Tuesday, 24 May 2016

Introducing Kate John. (My horror writer alter-ego)

Taking my cue from all the great super-heroes, I am taking on an alter-ego and a dual persona come October 2016.

For those that have followed my blog over the years, you know that I have always been attracted to the dark side, and that horror is one of my most favourite genres. Every October for the last 4 years, I have taken part in Halloween celebration blog-fests, being an honorary member of my Horror Homie Crew. 

Finally, I have almost finished my first Adult Horror book, 'The Crow Man' - a project I have been working on for the last 3 years. It's a really exciting development in my author journey and I am so pleased to finally say that, 'The Crow Man' will be released later this year on October 1st 2016.

It's a dark exploration of the psychiatric practices of the 1950s and the idea of Monarch Programming, an almost mythical conspiracy theory that perpetuates the idea that the American government undertook a series of psychological experimentations in the 1950s designed to reprogram the human mind.
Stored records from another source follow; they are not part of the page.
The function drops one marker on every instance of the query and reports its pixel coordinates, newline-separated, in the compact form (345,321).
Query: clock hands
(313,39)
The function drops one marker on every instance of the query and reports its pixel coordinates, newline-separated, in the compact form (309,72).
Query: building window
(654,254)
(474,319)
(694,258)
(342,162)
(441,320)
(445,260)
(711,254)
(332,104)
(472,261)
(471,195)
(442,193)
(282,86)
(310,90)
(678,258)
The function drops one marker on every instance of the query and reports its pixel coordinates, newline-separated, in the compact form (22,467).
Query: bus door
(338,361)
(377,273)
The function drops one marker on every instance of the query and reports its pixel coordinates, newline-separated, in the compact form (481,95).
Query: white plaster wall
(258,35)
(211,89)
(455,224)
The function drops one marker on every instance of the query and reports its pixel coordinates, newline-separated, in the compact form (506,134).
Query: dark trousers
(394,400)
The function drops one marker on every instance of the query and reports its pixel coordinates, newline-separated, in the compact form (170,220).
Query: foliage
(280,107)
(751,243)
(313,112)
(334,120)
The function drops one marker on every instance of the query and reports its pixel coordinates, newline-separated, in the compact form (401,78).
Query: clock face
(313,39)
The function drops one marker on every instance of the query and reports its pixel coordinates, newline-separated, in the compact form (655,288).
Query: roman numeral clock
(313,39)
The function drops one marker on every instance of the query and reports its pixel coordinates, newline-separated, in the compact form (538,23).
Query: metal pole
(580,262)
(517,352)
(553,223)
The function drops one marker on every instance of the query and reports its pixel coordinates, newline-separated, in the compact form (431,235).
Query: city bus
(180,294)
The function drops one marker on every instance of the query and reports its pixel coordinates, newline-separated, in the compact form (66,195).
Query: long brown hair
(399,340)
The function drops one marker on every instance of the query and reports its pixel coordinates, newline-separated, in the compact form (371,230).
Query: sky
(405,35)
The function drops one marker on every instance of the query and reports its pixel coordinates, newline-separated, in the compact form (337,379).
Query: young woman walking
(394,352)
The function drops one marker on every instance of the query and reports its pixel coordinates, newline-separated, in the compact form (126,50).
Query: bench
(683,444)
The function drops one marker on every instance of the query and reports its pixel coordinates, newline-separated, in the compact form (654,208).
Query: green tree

The process worked on the idea that once a human mind had been broken apart, it could be remade in a specific way to another's advantage. This notion permeated into wider psychological practices, ensuring unending horror to the poor individuals who were aimed to be cured by its application.

Due to The Crow Man containing scenes of sexual, violent and graphic nature, it is not suitable for mainstream YA readership, and so I wanted to make it clear that this is a very different kind of writing with very different boundaries. As such, I am publishing The Crow Man (and hopefully future Horror titles) under the name KATE JOHN, rather than my main author name KATIE M. JOHN. 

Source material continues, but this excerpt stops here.